En employant une lunette canadienne et en utilisant la Nouvelle-Écosse comme étude de cas, Ingrid Waldon explore les effets du racisme environnemental sur les communautés noires et autochtones au Canada. Elle y applique la théorie coloniale et établie des liens entre a brutalité policière, la brutalité sociale et économique, les questions de classe et de race afin de montrer comment ces formes d’oppression au sein des mouvements environnementaux canadiens causent du tort aux communautés déjà vulnérables. Cette situation a contribué à placer les voix blanches au sein des espaces environnementaux, au détriment des voix noires et autochtones. Pour approfondir notre compréhension de cette réalité, l’autrice souligne la résilience et la mobilisation des communautés noires et autochtones par des mouvements de résistance populaires, notamment ceux qui se mobilisent contre le racisme environnemental, afin de résister à la pollution et à l’empoisonnement de leurs communautés.

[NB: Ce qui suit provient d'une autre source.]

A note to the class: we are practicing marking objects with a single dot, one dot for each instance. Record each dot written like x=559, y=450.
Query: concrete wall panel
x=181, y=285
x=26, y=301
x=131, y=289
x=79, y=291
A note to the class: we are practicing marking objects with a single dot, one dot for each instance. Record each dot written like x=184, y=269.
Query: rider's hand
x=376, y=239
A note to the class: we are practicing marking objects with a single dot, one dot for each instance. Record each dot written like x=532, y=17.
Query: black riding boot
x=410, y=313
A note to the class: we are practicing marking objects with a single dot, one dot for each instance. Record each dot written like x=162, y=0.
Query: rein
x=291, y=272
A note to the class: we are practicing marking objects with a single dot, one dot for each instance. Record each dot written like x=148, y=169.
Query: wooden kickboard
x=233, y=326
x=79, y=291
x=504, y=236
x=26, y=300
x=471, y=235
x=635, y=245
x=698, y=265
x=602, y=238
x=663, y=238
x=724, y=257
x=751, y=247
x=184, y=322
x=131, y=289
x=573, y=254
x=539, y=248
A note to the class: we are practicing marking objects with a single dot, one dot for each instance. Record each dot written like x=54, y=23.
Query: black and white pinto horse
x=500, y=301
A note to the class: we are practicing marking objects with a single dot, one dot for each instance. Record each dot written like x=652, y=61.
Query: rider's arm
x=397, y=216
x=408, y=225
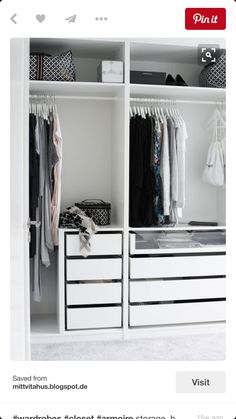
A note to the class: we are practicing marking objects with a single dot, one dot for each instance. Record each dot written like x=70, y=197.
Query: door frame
x=19, y=248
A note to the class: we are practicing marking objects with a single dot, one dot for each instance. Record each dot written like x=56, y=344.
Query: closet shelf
x=76, y=89
x=180, y=227
x=178, y=92
x=107, y=228
x=184, y=250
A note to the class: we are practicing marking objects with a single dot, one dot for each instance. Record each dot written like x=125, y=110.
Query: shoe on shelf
x=170, y=80
x=179, y=81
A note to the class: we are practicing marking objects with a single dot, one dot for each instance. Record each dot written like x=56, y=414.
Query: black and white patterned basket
x=52, y=67
x=214, y=75
x=98, y=210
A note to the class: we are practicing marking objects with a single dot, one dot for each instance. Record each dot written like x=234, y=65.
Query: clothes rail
x=175, y=101
x=35, y=96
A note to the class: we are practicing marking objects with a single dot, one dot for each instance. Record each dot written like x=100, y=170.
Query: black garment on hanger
x=33, y=181
x=141, y=174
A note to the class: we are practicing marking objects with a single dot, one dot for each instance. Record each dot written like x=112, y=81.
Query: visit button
x=205, y=18
x=200, y=382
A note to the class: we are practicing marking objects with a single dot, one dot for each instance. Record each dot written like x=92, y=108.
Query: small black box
x=147, y=77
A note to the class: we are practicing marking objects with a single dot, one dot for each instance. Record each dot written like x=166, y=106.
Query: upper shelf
x=76, y=89
x=177, y=92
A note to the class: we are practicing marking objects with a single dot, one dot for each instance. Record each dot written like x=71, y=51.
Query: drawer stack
x=176, y=288
x=93, y=285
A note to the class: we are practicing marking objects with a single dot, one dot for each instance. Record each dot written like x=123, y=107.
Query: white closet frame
x=98, y=91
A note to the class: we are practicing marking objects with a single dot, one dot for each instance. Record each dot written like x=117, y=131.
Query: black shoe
x=179, y=81
x=170, y=80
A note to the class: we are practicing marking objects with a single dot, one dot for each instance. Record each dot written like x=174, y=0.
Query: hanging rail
x=175, y=101
x=41, y=96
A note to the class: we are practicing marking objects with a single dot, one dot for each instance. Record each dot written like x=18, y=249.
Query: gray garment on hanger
x=36, y=262
x=46, y=237
x=172, y=129
x=52, y=153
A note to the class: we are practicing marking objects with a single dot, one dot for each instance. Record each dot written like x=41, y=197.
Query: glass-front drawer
x=179, y=241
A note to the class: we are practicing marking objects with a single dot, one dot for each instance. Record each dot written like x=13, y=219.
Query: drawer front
x=79, y=294
x=167, y=267
x=151, y=315
x=93, y=317
x=167, y=290
x=101, y=244
x=92, y=269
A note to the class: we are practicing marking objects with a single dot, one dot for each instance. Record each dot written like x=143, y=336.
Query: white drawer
x=184, y=266
x=101, y=244
x=79, y=294
x=161, y=314
x=167, y=290
x=90, y=269
x=182, y=241
x=93, y=317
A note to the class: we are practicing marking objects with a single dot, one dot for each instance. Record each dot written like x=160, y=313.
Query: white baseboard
x=133, y=333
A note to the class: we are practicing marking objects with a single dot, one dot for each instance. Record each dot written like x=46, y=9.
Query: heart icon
x=40, y=18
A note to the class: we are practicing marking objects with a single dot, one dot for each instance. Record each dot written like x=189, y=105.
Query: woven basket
x=214, y=75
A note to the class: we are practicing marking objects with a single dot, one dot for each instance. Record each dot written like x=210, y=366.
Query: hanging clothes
x=56, y=195
x=141, y=174
x=157, y=166
x=215, y=169
x=44, y=156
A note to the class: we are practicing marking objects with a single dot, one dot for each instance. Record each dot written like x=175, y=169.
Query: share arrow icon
x=71, y=19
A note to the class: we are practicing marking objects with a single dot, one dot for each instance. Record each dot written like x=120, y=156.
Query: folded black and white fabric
x=74, y=217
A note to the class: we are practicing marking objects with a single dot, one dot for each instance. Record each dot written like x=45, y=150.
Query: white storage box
x=110, y=72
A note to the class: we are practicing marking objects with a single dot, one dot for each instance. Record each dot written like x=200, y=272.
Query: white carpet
x=209, y=347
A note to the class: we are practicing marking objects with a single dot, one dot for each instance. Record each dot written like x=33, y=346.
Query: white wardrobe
x=127, y=287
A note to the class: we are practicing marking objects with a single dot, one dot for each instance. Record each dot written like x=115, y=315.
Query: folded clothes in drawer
x=93, y=318
x=101, y=244
x=153, y=242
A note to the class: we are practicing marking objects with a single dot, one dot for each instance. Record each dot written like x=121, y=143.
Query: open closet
x=138, y=279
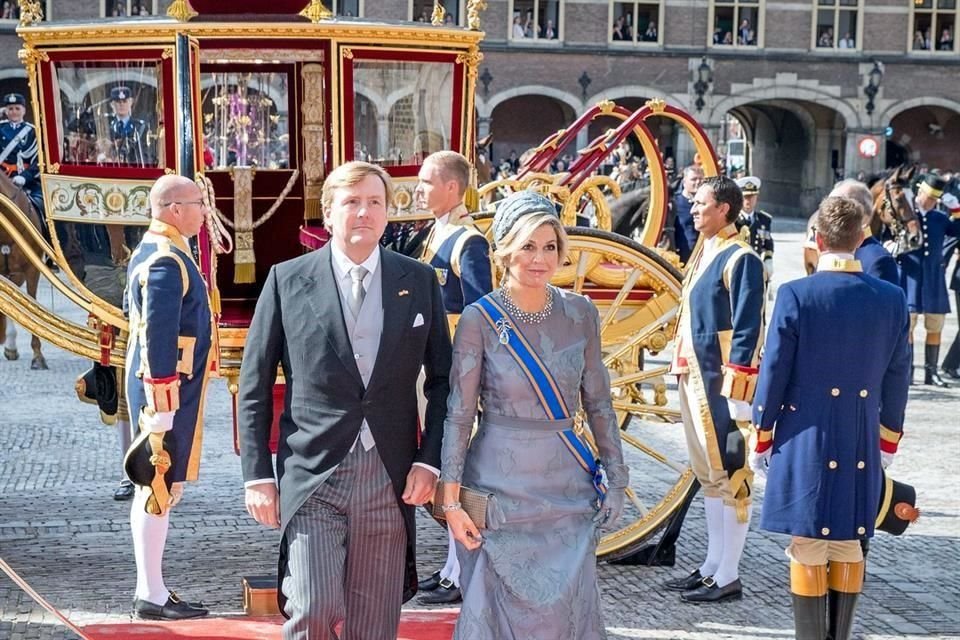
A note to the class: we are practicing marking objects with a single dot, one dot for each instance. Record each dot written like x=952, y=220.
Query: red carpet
x=414, y=625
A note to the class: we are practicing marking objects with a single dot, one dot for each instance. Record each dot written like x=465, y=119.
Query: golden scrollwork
x=656, y=105
x=606, y=106
x=436, y=19
x=181, y=11
x=30, y=13
x=316, y=11
x=474, y=7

Il s’agit d’une lecture importante et, même si le livre est écrit d’un point de vue canadien, le problème est international.

As Long as Grass Grows: the Indigenous fight for Environmental Justice, from Colonization to Standing Rock de Dina Gilio Whitaker 

Militante autochtone, Dina Gilio-Whitaker aborde la manière dont les voix autochtones n’ont pas été écoutées au sein des mouvements environnementaux – mouvements dominants qui gravitent autour des intérêts et des discours d’une élite blanche et qui maintient des racines coloniales. Elle expose les facteurs qui ont rendu cette situation possible et met de l’avant le besoin de remettre en question notre approche actuelle pour y incorporer la sagesse autochtone. En fin de compte, le livre réitère la nécessité d’inclure les voix marginalisées dans le mouvement environnemental, afin de construire un avenir plus durable. Il s’agit aussi d’un ouvrage important qui souligne la nécessité d’une approche collaborative en fournissant de nombreux exemples de réussite. L’autrice permet également au lecteur d’avoir un meilleur aperçu historique des relations entre les autochtones et les mouvements environnementaux, en particulier à partir des années 1970 et dans les années qui ont suivi, aux États-Unis. En effet, à travers des exemples portant sur des questions de souveraineté et de droits au territoire ou sur la manière dont ces mouvements environnementaux ont été étouffés leurs voix, le ou la lecteur(trice) peut observer la complexité de cette relation.